Perhaps the most celebrated of all the artistic scenes was The Last Moments of John Brown (1884) by Thomas Hovenden (1840-1895) and it was the 1885 exhibition of this painting [left] that made historians question the John Brown legend. “How the Story About Kissing the Negro Child Originated,” appeared in New York Sun October 1885, reprinted in Daily Alta California, October 9, 1885, and other papers, reveling or at least confirming that House invented the story published in the Tribune:

“An interesting discussion about an alleged historical incident is now going forward in the columns of the Index of Boston. The question has been mooted before, but it has arisen in the present instance in consequence of a picture painted by Mr. Thomas Hovenden, now on exhibition in Philadelphia. The theme is The Last Moments of Old John Brown and the particular episode represented is that of the old man, while on his way to the scaffold, stooping to kiss a colored child lying in its mother’s arms.”

“…Mr. House was present during the entire trial of John Brown and remained at Charlestown until after the execution. His correspondence was, upon the whole, the most valuable, as it was the most copious that appeared respecting the whole affair. …[but] there was no truth in the published statement of the old man kissing the colored child, and that he (Redpath) had been informed by ” Ned House” that he had ‘invented it.’”
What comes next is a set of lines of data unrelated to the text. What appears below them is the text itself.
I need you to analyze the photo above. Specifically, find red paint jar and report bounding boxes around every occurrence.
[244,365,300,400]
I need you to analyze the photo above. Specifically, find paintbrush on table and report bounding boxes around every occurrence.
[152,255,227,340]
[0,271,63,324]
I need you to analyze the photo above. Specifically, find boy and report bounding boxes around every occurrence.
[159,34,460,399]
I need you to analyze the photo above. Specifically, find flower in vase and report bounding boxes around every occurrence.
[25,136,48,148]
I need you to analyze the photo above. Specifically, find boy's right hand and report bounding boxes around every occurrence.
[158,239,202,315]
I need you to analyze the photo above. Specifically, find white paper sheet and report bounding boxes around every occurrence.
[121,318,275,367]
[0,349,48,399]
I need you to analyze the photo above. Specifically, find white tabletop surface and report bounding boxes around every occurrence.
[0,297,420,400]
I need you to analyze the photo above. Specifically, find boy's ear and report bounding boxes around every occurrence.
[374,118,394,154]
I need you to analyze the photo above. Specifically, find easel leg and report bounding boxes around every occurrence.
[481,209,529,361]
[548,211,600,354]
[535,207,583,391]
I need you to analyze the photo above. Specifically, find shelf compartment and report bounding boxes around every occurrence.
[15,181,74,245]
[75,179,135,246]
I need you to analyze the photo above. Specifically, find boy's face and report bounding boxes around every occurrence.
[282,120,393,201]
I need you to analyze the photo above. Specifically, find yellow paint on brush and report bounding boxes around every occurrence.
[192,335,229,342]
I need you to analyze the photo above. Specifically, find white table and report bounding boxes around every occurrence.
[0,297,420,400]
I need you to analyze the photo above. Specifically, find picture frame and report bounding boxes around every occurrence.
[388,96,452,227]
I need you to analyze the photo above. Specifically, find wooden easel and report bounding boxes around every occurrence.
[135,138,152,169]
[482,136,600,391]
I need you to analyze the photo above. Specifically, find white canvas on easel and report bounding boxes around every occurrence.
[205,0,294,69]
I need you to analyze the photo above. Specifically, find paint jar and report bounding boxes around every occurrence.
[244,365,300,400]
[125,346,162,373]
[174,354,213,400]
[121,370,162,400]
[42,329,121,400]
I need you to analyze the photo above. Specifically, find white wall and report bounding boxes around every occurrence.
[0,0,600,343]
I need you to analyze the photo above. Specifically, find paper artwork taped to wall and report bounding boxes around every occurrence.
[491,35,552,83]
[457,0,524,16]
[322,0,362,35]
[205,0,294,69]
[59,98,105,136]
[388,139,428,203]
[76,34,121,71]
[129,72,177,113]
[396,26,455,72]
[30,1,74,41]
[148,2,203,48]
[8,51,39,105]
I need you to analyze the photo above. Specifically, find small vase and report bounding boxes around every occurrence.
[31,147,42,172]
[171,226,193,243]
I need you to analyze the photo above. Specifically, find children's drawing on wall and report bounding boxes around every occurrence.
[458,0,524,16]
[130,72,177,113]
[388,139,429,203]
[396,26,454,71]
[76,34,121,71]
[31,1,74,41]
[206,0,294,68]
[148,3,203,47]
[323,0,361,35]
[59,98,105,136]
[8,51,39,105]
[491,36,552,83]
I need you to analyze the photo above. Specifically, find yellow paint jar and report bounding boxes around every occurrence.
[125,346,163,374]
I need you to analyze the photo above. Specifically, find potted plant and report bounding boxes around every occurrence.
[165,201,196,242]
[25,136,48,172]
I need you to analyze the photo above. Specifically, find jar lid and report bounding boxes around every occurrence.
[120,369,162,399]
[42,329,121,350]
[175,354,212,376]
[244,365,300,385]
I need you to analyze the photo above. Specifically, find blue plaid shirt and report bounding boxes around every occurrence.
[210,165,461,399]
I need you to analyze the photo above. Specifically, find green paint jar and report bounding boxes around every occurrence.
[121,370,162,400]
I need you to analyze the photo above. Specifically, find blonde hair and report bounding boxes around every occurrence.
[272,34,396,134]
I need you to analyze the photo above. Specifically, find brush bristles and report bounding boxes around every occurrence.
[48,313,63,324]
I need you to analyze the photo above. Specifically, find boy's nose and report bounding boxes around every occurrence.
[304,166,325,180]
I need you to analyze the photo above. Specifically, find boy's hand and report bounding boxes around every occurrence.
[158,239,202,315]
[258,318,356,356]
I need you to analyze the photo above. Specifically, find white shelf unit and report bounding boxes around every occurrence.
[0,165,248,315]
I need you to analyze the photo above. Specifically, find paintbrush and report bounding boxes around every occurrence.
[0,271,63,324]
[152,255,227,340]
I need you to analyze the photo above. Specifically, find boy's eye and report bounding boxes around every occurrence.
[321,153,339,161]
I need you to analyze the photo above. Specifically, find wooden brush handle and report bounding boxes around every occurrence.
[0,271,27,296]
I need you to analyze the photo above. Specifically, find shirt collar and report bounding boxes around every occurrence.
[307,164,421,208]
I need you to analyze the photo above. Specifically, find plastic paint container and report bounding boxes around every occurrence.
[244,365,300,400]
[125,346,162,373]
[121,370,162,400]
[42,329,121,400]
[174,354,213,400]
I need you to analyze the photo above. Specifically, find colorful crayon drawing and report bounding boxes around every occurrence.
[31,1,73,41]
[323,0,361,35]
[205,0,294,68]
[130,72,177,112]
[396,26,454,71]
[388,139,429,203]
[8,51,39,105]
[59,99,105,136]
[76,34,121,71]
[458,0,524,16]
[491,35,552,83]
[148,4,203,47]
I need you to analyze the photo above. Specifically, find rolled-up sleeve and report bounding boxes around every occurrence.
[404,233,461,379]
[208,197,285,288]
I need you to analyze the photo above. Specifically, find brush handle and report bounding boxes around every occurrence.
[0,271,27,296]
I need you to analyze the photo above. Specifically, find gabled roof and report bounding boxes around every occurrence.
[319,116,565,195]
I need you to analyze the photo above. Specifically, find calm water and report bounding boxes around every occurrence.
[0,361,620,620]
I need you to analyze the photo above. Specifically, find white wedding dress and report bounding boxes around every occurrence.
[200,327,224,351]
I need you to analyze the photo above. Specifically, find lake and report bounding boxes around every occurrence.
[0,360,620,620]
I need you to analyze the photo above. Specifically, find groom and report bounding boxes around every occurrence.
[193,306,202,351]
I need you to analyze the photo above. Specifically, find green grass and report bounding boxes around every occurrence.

Mr. Edward F. Underhill, who was then attached to the Tribune assigned to the duty of eliciting the occurrences which Mr. McKim had learned, and putting them into the form of correspondence . . . Mr. McKim told the story in question, not as an incident that he had himself seen, for he had not been in Charlestown, but one that he had heard …, had got it by hearsay. …But in 1861 [Underhill] had an opportunity at the Jail in Charlestown of investigating the matter, and was informed by the jailer then in charge that there was no foundation whatever for the story; and he further said that from his own knowledge of the surroundings at the time that it was impossible for the incident to have occurred.”

Published Currier & Ives, 1870.

Brown of Ossawatomie by John Greenleaf Whittier (1807-1892)

John Brown of Ossawatomie spake on his dying day:
‘I will not have to shrive my soul a priest in Slavery’s pay;
But let some poor slave-mother whom I have striven to free,
With her children, from the gallows-stair put up a prayer for me!’

John Brown of Ossawatomie, they led him out to die;
And lo! a poor slave-mother with her little child pressed nigh:
Then the bold, blue eye grew tender, and the old harsh face grew mild,
As he stooped between the jeering ranks and kissed the negro’s child!

The shadows of his stormy life that moment fell apart,
And they who blamed the bloody hand forgave the loving heart;
That kiss from all its guilty means redeemed the good intent,
And round the grisly fighter’s hair the martyr’s aureole bent!

Perish with him the folly that seeks through evil good!
Long live the generous purpose unstained with human blood!
Not the raid of midnight terror, but the thought which underlies;
Not the borderer’s pride of daring, but the Christian’s sacrifice.

Nevermore may yon Blue Ridges the Northern rifle hear,
Nor see the light of blazing homes flash on the negro’s spear;
But let the free-winged angel Truth their guarded passes scale,
To teach that right is more than might, and justice more than mail!

So vainly shall Virginia set her battle in array;
In vain her trampling squadrons knead the winter snow with clay!
She may strike the pouncing eagle, but she dares not harm the dove;
And every gate she bars to Hate shall open wide to Love!